Hence, it is always nice to sit down to a session led by an expert in the general field of nutrition who offers a broader view on the subject, as opposed to an expert in say, raw food, or the Paleo diet. Fagan and I certainly made the right decision to spend our Tuesday night date attending a talk by Suj of health consultancy Biotailor. Working in the health and fitness industry, we can't lie and say we don't have any nutrition knowledge, but we always struggle to make the right food choices – because really, what IS right? And true enough, the talk's pointed out several loopholes in modern urban diets, ours included! I thought I would share the five biggest lessons I took away that night.
  1. Urbanites are experiencing what is termed civilised malnutrition – we live well, yet make terrible food choices like having cookies and coffee for snacks (or lunch!). Apart from fruit and greens, our diet is also lacking in good protein – think beans, tofu and white meat like chicken and fish.
  2. We need enzymes to digest our food, and these can only be found in raw fruit and vegetables. An easy way to fit raw food into our diets is to have fruit for a snack. According to Suj, oftentimes, excess flab around the belly is because of a lack of raw fruit and greens. "Eat more of that and it will disappear," she said. Worth a try, for sure.
  3. Food combination is very important, and it is a big no-no to eat fruit right after a meal! Different foods take different amounts of time to digest – for example, fruit takes 30 minutes to move through our digestive tract; chicken takes three hours. What happens when we eat an orange right after roast chicken is often flatulence and bloatedness. Why? Because the orange riding on the MRT is stuck behind the chicken, which is well, strolling.
  4. Vegetables are complex carbohydrates. (I never knew that.) A recommended breakdown of a meal is 40 percent protein and 60 percent complex carbohydrates (veggies, whole grains, not too much of the white stuff like white rice and bread), along with good fat like avocado, oils and nuts.

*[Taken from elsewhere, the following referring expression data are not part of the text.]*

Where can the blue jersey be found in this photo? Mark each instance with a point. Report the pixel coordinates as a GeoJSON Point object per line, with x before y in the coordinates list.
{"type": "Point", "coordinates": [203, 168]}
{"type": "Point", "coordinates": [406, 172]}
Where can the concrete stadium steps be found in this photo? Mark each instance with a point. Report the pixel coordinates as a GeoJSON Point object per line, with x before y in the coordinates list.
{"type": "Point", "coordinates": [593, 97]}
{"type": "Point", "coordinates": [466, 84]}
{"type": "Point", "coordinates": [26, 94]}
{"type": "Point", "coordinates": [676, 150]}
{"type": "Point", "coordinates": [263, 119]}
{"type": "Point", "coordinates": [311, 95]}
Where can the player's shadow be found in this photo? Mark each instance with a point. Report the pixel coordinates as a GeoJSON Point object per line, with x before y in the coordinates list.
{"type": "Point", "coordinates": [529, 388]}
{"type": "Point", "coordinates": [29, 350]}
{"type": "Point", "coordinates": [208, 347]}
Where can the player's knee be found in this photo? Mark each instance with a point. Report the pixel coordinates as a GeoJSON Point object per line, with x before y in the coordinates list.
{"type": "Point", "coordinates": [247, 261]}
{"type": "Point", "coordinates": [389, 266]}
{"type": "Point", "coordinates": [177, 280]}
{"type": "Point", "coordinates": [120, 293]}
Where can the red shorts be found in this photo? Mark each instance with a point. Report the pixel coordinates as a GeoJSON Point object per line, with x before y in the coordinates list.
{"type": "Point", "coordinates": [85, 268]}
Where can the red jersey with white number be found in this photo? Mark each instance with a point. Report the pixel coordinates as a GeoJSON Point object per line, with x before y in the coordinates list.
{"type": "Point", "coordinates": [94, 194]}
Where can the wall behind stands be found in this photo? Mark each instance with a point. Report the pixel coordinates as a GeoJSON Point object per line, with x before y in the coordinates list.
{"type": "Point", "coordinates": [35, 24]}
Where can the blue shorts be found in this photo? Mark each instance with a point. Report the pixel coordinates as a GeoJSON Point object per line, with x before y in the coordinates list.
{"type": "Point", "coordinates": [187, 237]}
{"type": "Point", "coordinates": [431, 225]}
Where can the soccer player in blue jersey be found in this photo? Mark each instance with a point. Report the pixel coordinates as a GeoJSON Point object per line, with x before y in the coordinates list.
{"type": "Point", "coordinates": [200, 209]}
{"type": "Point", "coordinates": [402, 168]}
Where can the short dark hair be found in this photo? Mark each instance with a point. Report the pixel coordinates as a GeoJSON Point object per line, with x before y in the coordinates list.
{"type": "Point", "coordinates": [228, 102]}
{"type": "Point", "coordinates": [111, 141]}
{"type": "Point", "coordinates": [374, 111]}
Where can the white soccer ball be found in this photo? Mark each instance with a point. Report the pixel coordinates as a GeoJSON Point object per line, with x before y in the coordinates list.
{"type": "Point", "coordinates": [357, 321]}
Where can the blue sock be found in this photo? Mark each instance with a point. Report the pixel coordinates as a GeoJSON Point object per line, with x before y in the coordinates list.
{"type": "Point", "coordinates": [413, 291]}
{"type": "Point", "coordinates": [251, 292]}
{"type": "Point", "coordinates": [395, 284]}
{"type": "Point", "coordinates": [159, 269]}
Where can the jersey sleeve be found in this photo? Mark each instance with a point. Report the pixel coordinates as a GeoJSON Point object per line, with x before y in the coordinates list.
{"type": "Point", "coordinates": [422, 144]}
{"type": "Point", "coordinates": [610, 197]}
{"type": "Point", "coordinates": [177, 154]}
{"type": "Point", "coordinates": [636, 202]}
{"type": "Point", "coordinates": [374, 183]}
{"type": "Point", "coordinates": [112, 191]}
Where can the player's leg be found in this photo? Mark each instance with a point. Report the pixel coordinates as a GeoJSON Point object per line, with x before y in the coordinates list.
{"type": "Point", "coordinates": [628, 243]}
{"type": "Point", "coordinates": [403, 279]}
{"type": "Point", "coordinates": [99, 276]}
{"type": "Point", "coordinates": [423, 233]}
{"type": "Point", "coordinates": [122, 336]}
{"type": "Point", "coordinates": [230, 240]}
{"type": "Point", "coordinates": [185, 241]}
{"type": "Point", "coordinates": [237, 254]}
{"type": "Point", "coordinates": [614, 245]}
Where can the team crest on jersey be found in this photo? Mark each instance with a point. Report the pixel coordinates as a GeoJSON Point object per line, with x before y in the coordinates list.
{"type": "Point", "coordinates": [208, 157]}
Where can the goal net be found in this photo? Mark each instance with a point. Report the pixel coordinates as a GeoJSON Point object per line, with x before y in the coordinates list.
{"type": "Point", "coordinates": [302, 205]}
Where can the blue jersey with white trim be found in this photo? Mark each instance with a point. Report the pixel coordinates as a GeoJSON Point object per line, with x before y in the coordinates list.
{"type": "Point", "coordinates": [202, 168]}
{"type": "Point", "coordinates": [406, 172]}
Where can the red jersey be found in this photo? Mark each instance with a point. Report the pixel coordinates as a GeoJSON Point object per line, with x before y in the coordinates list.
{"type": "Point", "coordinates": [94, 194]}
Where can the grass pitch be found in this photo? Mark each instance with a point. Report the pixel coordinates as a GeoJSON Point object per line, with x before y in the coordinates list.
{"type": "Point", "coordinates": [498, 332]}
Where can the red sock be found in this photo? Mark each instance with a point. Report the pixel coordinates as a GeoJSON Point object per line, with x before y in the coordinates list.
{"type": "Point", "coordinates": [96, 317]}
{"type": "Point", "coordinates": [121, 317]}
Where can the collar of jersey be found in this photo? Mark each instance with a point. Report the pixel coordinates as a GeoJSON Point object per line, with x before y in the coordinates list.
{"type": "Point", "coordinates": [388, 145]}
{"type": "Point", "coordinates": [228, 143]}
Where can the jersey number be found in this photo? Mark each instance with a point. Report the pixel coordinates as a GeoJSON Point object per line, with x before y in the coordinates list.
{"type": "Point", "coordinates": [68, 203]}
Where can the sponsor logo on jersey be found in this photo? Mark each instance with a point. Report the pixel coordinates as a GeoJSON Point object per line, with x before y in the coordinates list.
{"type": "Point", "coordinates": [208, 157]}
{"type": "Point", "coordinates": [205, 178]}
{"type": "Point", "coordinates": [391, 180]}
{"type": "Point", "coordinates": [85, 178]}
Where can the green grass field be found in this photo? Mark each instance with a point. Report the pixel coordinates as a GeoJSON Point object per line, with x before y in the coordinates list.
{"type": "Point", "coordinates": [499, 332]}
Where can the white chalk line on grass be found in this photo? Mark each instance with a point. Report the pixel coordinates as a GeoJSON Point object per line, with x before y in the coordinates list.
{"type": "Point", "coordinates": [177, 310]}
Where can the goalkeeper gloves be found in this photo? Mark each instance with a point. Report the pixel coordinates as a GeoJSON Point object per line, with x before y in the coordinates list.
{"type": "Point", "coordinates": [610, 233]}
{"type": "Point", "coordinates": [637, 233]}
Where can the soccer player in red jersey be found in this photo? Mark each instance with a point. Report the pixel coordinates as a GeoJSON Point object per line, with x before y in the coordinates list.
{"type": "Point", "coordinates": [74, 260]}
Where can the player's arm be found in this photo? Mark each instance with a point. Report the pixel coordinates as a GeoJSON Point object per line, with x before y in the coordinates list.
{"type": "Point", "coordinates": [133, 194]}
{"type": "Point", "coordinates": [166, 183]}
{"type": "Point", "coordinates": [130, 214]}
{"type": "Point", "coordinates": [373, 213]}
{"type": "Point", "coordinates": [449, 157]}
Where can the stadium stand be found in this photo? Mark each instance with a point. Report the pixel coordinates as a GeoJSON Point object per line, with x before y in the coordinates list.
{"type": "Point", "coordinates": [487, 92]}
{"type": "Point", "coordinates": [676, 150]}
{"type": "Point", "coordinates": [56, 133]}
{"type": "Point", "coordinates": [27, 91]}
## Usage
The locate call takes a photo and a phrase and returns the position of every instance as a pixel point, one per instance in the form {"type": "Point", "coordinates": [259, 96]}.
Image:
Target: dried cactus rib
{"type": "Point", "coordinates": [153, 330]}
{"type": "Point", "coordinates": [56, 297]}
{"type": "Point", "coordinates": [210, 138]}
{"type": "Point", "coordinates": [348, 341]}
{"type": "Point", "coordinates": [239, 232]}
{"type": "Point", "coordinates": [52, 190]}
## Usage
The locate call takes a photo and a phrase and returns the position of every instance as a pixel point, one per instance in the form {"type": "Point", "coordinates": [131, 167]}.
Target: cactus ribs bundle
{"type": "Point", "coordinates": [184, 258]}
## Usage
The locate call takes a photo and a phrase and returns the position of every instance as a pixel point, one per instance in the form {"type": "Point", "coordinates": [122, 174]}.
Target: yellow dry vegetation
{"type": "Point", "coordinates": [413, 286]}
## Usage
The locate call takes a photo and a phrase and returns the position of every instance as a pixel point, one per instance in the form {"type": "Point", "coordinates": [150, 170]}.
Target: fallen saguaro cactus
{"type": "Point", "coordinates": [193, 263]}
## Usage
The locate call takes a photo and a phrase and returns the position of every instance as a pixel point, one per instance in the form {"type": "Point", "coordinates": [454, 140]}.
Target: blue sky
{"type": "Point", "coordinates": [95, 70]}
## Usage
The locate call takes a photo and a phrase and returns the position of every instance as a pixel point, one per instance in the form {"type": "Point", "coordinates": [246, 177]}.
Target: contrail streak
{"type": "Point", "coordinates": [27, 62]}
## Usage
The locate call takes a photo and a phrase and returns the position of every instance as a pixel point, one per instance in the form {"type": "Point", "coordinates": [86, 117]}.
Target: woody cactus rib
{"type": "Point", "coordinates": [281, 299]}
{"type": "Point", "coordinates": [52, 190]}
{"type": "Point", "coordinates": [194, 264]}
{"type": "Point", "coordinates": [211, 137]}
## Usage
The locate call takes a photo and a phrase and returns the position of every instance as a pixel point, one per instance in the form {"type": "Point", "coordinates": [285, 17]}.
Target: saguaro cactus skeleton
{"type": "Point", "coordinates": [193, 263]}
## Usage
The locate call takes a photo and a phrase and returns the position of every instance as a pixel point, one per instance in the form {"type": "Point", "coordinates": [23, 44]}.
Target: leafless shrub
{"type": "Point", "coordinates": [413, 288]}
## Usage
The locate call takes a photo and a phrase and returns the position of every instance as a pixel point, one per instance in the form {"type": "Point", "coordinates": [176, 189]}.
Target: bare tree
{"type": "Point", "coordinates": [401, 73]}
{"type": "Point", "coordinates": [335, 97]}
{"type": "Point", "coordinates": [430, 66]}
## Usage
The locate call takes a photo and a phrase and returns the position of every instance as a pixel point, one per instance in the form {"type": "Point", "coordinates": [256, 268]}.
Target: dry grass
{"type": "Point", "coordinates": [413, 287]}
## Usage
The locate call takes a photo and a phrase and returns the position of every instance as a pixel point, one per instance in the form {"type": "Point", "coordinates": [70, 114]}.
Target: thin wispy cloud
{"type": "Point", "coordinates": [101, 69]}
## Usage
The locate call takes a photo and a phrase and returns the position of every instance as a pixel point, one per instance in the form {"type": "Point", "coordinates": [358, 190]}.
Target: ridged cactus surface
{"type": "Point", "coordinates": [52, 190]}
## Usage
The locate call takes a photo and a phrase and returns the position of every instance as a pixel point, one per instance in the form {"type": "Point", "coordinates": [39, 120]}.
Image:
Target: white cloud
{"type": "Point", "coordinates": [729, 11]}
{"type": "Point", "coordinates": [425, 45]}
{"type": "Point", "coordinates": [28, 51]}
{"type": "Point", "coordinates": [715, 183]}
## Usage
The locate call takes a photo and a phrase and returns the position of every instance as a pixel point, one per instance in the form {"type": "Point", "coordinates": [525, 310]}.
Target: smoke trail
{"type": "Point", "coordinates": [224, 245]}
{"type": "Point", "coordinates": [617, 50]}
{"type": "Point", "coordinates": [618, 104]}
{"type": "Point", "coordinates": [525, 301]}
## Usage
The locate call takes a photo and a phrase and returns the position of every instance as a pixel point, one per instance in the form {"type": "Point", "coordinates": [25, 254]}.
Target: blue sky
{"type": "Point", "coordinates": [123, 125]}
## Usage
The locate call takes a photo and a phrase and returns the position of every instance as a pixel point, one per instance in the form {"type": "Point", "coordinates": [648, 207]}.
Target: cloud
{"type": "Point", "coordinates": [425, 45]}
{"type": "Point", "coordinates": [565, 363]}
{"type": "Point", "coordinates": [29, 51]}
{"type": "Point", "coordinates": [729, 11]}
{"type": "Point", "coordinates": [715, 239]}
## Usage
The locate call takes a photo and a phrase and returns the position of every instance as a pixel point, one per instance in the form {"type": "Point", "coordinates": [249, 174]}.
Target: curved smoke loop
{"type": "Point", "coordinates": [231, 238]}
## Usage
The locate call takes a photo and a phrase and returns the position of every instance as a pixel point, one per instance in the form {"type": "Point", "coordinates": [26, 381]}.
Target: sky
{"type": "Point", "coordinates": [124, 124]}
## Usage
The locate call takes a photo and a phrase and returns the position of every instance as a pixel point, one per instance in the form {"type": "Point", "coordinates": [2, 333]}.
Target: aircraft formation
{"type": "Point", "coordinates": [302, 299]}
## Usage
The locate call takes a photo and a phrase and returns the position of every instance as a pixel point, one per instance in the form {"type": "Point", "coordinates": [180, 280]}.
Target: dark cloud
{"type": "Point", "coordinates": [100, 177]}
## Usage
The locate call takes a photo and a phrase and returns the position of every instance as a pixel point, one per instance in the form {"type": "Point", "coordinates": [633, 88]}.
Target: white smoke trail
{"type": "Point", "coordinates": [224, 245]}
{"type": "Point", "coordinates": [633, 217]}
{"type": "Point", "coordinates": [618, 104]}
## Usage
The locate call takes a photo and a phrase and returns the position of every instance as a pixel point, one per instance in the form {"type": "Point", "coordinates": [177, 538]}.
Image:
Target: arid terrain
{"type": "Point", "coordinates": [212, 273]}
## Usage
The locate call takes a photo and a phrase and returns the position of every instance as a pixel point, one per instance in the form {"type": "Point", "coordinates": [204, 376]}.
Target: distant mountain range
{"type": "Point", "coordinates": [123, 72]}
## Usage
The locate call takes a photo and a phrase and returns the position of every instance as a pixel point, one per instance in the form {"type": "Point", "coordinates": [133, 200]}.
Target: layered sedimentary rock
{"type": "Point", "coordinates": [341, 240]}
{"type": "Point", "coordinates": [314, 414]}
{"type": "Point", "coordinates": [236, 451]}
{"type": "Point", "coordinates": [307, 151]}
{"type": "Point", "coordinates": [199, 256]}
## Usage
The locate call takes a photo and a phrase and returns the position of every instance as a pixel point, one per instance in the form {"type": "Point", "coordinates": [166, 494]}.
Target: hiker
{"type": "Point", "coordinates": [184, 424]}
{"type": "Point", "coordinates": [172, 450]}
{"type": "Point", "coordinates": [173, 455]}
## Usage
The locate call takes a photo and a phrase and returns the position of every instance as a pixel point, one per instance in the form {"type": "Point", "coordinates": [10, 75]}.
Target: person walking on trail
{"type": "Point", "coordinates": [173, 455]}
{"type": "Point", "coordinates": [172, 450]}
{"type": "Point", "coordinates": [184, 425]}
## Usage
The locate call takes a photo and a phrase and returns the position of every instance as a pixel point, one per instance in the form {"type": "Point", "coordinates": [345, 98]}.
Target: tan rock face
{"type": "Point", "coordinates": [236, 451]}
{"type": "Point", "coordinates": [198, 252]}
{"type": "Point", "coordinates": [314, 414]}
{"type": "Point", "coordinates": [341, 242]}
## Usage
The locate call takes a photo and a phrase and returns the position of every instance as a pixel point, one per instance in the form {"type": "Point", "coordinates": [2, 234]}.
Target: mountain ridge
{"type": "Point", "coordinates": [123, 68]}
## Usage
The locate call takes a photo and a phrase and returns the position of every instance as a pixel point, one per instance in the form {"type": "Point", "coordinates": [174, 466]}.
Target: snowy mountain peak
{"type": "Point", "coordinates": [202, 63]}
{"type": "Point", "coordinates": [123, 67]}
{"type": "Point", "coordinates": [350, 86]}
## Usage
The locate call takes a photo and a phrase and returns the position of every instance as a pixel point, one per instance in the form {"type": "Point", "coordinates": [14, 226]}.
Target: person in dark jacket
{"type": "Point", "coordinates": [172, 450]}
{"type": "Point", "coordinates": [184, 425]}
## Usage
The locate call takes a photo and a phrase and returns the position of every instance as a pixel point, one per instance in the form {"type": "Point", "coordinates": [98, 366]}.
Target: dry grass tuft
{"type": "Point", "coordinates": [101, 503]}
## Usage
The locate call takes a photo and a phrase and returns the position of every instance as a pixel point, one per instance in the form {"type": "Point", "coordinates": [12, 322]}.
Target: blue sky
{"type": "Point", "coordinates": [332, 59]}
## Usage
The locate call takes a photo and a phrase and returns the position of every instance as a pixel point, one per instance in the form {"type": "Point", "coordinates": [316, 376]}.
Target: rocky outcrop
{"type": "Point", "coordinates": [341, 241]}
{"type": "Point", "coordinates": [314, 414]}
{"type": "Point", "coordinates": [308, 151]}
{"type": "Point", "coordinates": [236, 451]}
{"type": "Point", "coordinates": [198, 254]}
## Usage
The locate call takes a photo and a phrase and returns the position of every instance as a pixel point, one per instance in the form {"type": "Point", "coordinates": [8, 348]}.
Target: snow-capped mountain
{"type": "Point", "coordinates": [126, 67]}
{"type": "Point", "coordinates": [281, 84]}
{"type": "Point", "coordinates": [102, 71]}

  5. Eat your fruit, drink your vegetables. Fruits contain natural sugars, and fruit juice is a lot of that packed into a glass. This causes insulin spikes, which over time, can result in Type 2 Diabetes, caused by our body rejecting insulin. The fibre in fruit helps to prevent the spikes, and it is also recommended that we eat fruit along with some protein, like nuts, to further level the blood sugar levels.
I don't reject the many specialised diets out there – something has to work in order for people to sing its praises – but me, I lean towards the sensible route. Eat clean, with everything in moderation. We put Suj in the firing squad towards the end of the session, asking questions like "So is coconut oil better than others?", and I appreciated that she didn't try to pretend to be a know-it-all. Instead, she weighed things out, and then suggested we try it out and decide for ourselves. That to be is both responsible, and sustainable.

Fagan and I left the talk feeling super inspired, and I am slowly incorporating her tips into the way I eat, making tweaks that fit my lifestyle along the way. It is one hell of a battle to change over 28 years of food habits – I kid you not – but Suj said something that made so much sense:

So many of us save and plan for our retirement. Shouldn't we eat and 'save' our health for our old age, too?